The cost of the wrong intervention
It is tempting to think the cost of a misdiagnosis is just wasted effort: you fine-tuned, it didn't fully work, you move on. The real costs are larger and worth itemizing, because they are what justify spending a chapter on diagnosis.
| Wrong intervention | Direct cost | Hidden cost |
|---|---|---|
| Fine-tuned for knowledge | Training spend, eng time | Frozen staleness; can't edit facts; must retrain to update; can't honor deletion |
| Fine-tuned when prompting would do | Training spend, eval suite, ongoing retrains | Lost flexibility, a prompt edit becomes a training cycle |
| Skipped fine-tuning when it was right | Bloated prompts, higher per-call cost | Style/format never stabilizes; recurring prompt-engineering tax forever |
| Fine-tuned on contaminated data | Training spend | Confidently wrong behavior, hard to detect, shipped to everyone (Chapter 10) |
The asymmetry that runs through this whole book is visible in the first row. A wrong prompt is cheap to fix; you edit it and redeploy. A wrong fine-tune is expensive to fix; the error is distributed across the weights, invisible to inspection, recited confidently, and removable only by another training cycle. This is the precise sense in which fine-tuning is surgery, not seasoning: the intervention is powerful, but the recovery is slow and the mistakes are durable. The OpenAI fine-tuning best practices guidance to establish a baseline and an eval before you train exists for exactly this reason, to make sure the operation is indicated before you perform it.

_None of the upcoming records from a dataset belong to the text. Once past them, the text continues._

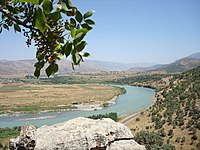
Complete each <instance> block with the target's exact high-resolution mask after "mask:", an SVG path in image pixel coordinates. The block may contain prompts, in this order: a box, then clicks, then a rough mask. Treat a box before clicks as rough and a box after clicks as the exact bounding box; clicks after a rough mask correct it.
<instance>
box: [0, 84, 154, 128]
mask: <svg viewBox="0 0 200 150" xmlns="http://www.w3.org/2000/svg"><path fill="white" fill-rule="evenodd" d="M119 87H124V88H125V89H126V94H124V95H120V96H119V97H118V98H117V100H116V103H115V104H113V105H110V106H109V107H106V108H103V109H101V110H93V111H84V110H74V111H67V112H46V113H35V114H20V115H15V116H8V115H4V116H0V128H4V127H13V126H21V125H23V124H25V123H30V124H33V125H35V126H38V127H39V126H42V125H52V124H55V123H59V122H63V121H67V120H70V119H73V118H76V117H80V116H86V117H87V116H91V115H95V114H105V113H109V112H117V114H118V116H122V115H126V114H129V113H132V112H135V111H138V110H141V109H143V108H147V107H149V106H150V105H151V104H152V103H153V99H152V98H153V97H154V95H155V91H154V90H153V89H149V88H143V87H135V86H128V85H123V86H121V85H120V86H119Z"/></svg>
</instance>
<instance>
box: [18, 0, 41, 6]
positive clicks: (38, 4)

Naming the disease before the prescription
The discipline this chapter asks for is small and unglamorous: before anyone writes "fine-tune" on a ticket, write down the symptom, then sort it into the taxonomy above. Most of the time the act of sorting reveals that the symptom is two or three things, at least one of which is not a training problem at all. The instruction tuning that gave us helpful assistants in the first place, InstructGPT, was a behavior intervention: it taught models to follow instructions and match human preferences about how to respond, not to know more facts. That is the canonical, successful fine-tune, and it is worth holding as the template for what training is for: changing how the model behaves, not what it knows.
Chapter summary
The reflex "we should fine-tune it" usually arrives before anyone has named what they are trying to change, and a single felt complaint ("the bot isn't good enough") almost always decomposes into several distinct categories. The most important distinction is behavior versus knowledge: behavior (tone, format, task steps, tool discipline, domain phrasing) lives in the weights and is the right thing to fine-tune; knowledge (current facts, business state, permissions, fast-changing policy, deletable private data) lives in sources and must be retrieved, fetched, or enforced in code, never frozen into a training run. The two columns have opposite operational properties, weights change in days and resist surgical edits or deletion, sources change in seconds, so misfiling a value into the wrong column inherits the wrong properties, which is exactly how the support bot ended up reciting last year's product flawlessly in the house voice. Solve the same task three ways (prompt, RAG, fine-tune) and the layers become clear: fine-tune for style and format, retrieve for the policy text, and never let a current fact appear as ground truth in a training example. The cost of misdiagnosis is not just wasted effort; it is frozen staleness, lost flexibility, and confident errors shipped to everyone, the recovery cost that makes fine-tuning surgery, not seasoning. The cheap, unglamorous discipline that prevents all of it is to write down the symptom and sort it into the taxonomy before writing "fine-tune" on the ticket.